SURABAYA, 14 April 2026 – Wali Kota Surabaya, Eri Cahyadi, memaparkan hasil evaluasi awal penerapan sistem kerja Work From Home (WFH) dan Work From Office (WFO) bagi aparatur sipil negara (ASN) di lingkungan Pemerintah Kota Surabaya.
Kebijakan tersebut merupakan bagian dari transformasi pola kerja birokrasi yang lebih fleksibel, efisien, dan berbasis kinerja, sebagaimana diatur dalam Surat Edaran Nomor 57 Tahun 2026.
Dalam aturan itu, ASN diwajibkan menjalankan WFH satu hari dalam sepekan, yakni setiap Jumat, sebagai tindak lanjut arahan Kementerian Dalam Negeri.
Eri menyampaikan, hasil evaluasi pelaksanaan perdana pada Jumat (10/4/2026) menunjukkan bahwa sistem WFH berjalan cukup efektif.
Meski demikian, pejabat struktural seperti kepala perangkat daerah, kepala bidang, hingga ketua tim kerja tetap masuk kantor, namun bekerja dalam satu ruang untuk menekan penggunaan listrik dan air.
Selain pola kerja, Pemkot Surabaya juga menerapkan kebijakan transportasi bagi ASN, yakni penggunaan kendaraan listrik, transportasi umum, atau sepeda setiap Selasa dan Jumat.

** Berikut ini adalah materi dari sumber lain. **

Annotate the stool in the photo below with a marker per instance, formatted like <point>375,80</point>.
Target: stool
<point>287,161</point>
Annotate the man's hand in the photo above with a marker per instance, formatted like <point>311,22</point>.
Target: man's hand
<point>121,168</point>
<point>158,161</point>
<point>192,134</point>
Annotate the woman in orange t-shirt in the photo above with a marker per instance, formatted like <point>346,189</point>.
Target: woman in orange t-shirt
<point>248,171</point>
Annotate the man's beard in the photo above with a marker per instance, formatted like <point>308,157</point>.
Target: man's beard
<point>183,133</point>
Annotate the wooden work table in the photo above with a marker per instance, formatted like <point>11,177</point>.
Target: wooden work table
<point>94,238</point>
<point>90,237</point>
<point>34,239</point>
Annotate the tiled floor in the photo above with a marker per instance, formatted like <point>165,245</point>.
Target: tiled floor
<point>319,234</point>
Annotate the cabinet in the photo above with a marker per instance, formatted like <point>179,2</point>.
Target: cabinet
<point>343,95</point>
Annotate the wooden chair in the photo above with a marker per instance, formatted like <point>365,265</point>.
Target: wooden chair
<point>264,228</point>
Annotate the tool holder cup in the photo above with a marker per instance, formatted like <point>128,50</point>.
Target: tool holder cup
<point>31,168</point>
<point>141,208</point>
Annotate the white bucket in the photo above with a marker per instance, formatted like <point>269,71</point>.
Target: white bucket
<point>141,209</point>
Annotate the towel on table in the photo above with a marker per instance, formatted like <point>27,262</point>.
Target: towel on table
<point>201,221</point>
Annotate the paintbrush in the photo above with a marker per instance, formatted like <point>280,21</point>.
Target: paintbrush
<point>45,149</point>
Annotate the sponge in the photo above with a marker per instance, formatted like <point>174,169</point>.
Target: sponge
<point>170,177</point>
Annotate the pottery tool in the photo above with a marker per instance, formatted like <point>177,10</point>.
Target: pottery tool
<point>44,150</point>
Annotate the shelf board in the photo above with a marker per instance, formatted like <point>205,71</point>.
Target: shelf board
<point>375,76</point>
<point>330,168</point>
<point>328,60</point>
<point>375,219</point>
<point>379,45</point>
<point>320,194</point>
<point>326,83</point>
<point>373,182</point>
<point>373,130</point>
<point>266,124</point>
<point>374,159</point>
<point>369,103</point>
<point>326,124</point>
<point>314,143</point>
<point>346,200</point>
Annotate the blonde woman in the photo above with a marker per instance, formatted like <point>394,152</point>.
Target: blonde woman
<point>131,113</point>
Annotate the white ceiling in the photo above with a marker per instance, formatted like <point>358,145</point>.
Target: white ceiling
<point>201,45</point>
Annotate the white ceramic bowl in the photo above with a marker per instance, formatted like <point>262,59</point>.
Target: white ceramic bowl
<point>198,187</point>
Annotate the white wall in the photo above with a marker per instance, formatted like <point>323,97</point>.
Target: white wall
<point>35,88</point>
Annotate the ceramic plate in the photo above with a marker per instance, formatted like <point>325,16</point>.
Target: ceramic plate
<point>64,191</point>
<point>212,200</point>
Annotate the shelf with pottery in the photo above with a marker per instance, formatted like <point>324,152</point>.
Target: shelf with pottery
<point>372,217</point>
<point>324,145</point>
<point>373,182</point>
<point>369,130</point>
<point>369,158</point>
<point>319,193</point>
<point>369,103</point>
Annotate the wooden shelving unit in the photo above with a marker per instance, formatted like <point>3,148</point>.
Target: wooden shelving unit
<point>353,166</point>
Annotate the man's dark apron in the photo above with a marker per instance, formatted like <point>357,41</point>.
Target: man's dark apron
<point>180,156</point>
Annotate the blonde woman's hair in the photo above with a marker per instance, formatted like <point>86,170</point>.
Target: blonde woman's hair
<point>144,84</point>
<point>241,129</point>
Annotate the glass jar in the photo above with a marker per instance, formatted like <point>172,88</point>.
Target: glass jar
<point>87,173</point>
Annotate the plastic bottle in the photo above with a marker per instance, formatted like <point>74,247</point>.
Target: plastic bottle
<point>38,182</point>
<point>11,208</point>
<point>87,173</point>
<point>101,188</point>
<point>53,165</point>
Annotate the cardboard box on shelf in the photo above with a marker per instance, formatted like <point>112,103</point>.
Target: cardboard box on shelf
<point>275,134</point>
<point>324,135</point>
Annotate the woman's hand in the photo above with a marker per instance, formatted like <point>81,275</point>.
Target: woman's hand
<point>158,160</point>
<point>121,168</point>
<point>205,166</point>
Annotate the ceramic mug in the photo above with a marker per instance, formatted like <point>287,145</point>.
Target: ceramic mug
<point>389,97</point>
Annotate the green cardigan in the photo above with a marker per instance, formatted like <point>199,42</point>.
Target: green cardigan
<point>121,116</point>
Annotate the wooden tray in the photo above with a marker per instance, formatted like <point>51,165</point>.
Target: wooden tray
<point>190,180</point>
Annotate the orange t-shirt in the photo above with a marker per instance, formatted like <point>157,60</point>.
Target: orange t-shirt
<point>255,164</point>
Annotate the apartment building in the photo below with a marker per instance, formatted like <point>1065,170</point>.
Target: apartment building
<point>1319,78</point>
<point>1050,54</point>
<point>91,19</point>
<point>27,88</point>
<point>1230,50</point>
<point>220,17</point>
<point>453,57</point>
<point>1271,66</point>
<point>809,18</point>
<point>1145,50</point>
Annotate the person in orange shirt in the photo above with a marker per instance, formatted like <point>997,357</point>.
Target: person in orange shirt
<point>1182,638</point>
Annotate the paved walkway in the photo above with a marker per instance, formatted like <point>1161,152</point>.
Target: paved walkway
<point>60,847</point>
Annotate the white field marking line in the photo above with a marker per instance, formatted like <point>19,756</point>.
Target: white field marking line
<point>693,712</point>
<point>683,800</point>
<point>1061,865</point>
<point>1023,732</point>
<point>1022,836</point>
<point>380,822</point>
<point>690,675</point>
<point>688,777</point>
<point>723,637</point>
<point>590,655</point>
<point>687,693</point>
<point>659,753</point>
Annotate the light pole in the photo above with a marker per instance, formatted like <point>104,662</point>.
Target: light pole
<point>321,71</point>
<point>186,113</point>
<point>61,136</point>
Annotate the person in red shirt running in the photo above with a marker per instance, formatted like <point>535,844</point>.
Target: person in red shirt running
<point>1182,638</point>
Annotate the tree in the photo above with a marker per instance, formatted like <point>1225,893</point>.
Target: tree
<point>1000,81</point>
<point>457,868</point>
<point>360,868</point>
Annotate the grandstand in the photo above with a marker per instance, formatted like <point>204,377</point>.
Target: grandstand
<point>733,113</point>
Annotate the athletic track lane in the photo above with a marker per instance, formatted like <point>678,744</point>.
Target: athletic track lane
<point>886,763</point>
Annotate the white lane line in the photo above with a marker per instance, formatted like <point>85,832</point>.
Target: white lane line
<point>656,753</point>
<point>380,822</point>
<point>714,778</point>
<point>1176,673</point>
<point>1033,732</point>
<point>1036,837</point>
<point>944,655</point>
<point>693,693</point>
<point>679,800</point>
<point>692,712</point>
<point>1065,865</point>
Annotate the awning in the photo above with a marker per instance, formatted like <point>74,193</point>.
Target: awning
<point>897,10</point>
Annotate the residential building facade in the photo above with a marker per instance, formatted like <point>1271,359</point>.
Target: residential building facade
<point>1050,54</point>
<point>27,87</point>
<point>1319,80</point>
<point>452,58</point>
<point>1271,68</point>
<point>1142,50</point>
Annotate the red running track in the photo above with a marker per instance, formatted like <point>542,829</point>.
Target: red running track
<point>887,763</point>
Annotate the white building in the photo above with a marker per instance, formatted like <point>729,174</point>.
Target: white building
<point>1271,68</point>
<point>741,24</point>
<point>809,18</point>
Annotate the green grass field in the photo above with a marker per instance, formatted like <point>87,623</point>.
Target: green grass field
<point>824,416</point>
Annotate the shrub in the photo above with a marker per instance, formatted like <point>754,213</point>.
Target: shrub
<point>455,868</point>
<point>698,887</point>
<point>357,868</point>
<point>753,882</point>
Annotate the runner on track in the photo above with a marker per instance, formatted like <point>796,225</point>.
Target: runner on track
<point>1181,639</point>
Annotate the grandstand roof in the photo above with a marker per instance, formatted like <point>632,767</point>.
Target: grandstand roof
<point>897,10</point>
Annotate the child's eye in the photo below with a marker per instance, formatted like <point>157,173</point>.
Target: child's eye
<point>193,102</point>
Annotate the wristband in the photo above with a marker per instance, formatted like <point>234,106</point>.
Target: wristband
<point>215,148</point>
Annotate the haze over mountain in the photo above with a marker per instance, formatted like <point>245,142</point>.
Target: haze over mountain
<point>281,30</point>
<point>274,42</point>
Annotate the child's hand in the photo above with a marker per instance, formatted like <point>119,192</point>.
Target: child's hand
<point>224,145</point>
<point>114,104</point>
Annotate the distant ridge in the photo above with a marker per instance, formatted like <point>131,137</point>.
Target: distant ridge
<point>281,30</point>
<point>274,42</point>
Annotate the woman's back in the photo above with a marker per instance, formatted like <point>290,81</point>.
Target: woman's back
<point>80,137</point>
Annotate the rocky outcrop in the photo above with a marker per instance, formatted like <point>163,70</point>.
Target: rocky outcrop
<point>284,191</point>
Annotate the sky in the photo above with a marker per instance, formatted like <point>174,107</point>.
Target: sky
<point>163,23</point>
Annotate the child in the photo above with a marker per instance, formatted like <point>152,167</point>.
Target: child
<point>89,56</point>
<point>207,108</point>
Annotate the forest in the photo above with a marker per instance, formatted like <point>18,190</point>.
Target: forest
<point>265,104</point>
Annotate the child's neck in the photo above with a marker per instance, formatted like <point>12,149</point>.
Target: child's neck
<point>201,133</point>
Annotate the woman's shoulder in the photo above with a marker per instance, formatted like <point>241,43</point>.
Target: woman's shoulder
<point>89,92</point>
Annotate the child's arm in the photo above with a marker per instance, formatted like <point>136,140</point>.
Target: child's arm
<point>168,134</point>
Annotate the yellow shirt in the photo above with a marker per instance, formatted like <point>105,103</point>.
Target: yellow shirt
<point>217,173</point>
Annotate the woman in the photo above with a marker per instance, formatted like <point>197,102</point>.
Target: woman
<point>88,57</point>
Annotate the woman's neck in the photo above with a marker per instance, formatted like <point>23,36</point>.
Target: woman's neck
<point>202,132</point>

Menurut Eri, kebijakan tersebut bertujuan menekan konsumsi bahan bakar minyak sekaligus mengurangi polusi dan mendorong gaya hidup sehat di kalangan ASN.
Pemkot Surabaya akan terus melakukan evaluasi, termasuk menghitung efisiensi penggunaan listrik, air, dan biaya operasional kantor secara menyeluruh pada akhir bulan.
Di sisi lain, pemerintah kota juga menargetkan seluruh kendaraan dinas beralih ke kendaraan listrik pada Mei 2026 melalui proses lelang bertahap yang saat ini masih berlangsung.